Opened 10 years ago

Closed 10 years ago

#584 closed help (fixed)

Global vn 7.1 job has started failing in dump reconfiguration

Reported by: cbirch Owned by: um_support
Component: UM Model Keywords: dump reconfiguration
Cc: Platform:
UM Version: 7.1

Description

Hi,

I have been using a vn7.1 global job to create LBC's for a LAM over Africa. I have used the same job many times and it has worked fine. I tried using it again recently but it fails with this error:

aprun: file /work/n02/n02/cbirch/xfrja/bin/qxreconf not found
aprun: Exiting due to errors. Application aborted
/work/n02/n02/hum/vn7.1/pathscale_quad/scripts/qsexecute: Error in dump reconfiguration - see OUTPUT

I am not sure why this is the case. I have feeling it is something to do with the recent changes to hector. As an example of this job - xfrjy worked fine on 4th Jan on phase2a (xfrjy000.xfrjy.d11004.t155749.leave). I copied this job to xfrja and tried to run it on both phase2a (xfrja000.xfrja.d11049.t095355.leave) and phase2b (xfrja000.xfrja.d11048.t170212.leave) and got the error above.

Cheers,
Cathryn

Change History (37)

comment:1 Changed 10 years ago by grenville

Cathryn

The job failed becuase it couldn't find /work/n02/n02/cbirch/xfrja/bin/qxreconf, because it's not there - there is no bin directory under /work/n02/n02/cbirch/xfrja. This has happened to me before, but I'm not sure what the reason is - I think it has something to do with the way you have set up your data directory in the umui. One way around this is to copy the bin directory under umbase into the top level directory (/work/n02/n02/cbirch/xfrja), and then copy qxreconf from umrecon/bin into the top level bin, and also xfrja.exe from ummodel/bin into the top level bin. Then it should work. This is easier done than said.

Grenville

comment:2 Changed 10 years ago by cbirch

Hi Grenville,

That seems to work for the global job - thanks! I'm currently testing the 1.5km job.

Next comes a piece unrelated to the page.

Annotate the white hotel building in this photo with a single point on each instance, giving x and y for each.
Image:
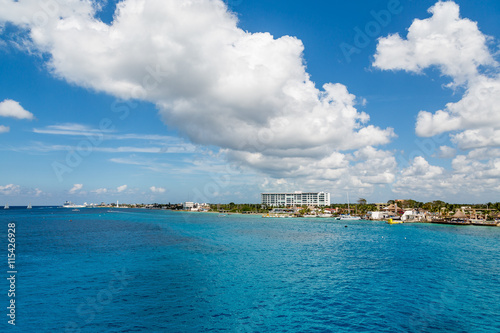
(296, 198)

Not sure if I should have started another ticket - I have just tried to run the same global job but for a different start date (xftdx). The new start date is in December 2010, so uses a more recent start dump than the 2006 UM start dumps in your AMMA_start_dumps directory. I get the following error (xftdx000.xftdx.d11052.t102420.leave):

*
ERROR!!! in reconfiguration in routine Rcf_Exppx
Error Code:- 2
Error Message:- Cant find required STASH item 490 section 0 model 1 in STASHmaster
Error generated from processor 0
*

This stash item is 'decoupled screen temp on tiles' and it is indeed not included in the vn7.1 STASHmaster files in work/n02/n02/hum/vn7.1/ctldata/STASHmaster/. It is included in the vn7.8 files though. I guess this error didn't occur when using the 2006 start dumps because this item does not appear in those start dumps.

I'm not sure how to fix this. Can I just use the vn7.8 stashmaster file? I'm not sure how to specify this in the UMUI.

Cheers,
Cathryn

comment:3 Changed 10 years ago by willie

Hi Cathryn,

I am currently working on solution to this problem - I think it involves creating a user STASH master file to eliminate STASH 490 from the reconfigured start dump.

Regards,

Willie

comment:4 Changed 10 years ago by willie

  • Type changed from error to help

Hi Cathryn,

I have a new user STASH master file, STASH_7.3_7.5 in my home directory on PUMA. This should remove STASH 490 from the reconfigured start dump. To use it go to Atmos > STASH > User STASH and add it to the table at the top.

I created this file from the STASHmasters from later versions of the UM. The trick with STASH 490 was to set the space code to 10.

Regards,

Willie

comment:5 Changed 10 years ago by cbirch

Hi Grenville/Willie?,

Thanks Wille, that STASHmaster file got rid of the STASH 490 error.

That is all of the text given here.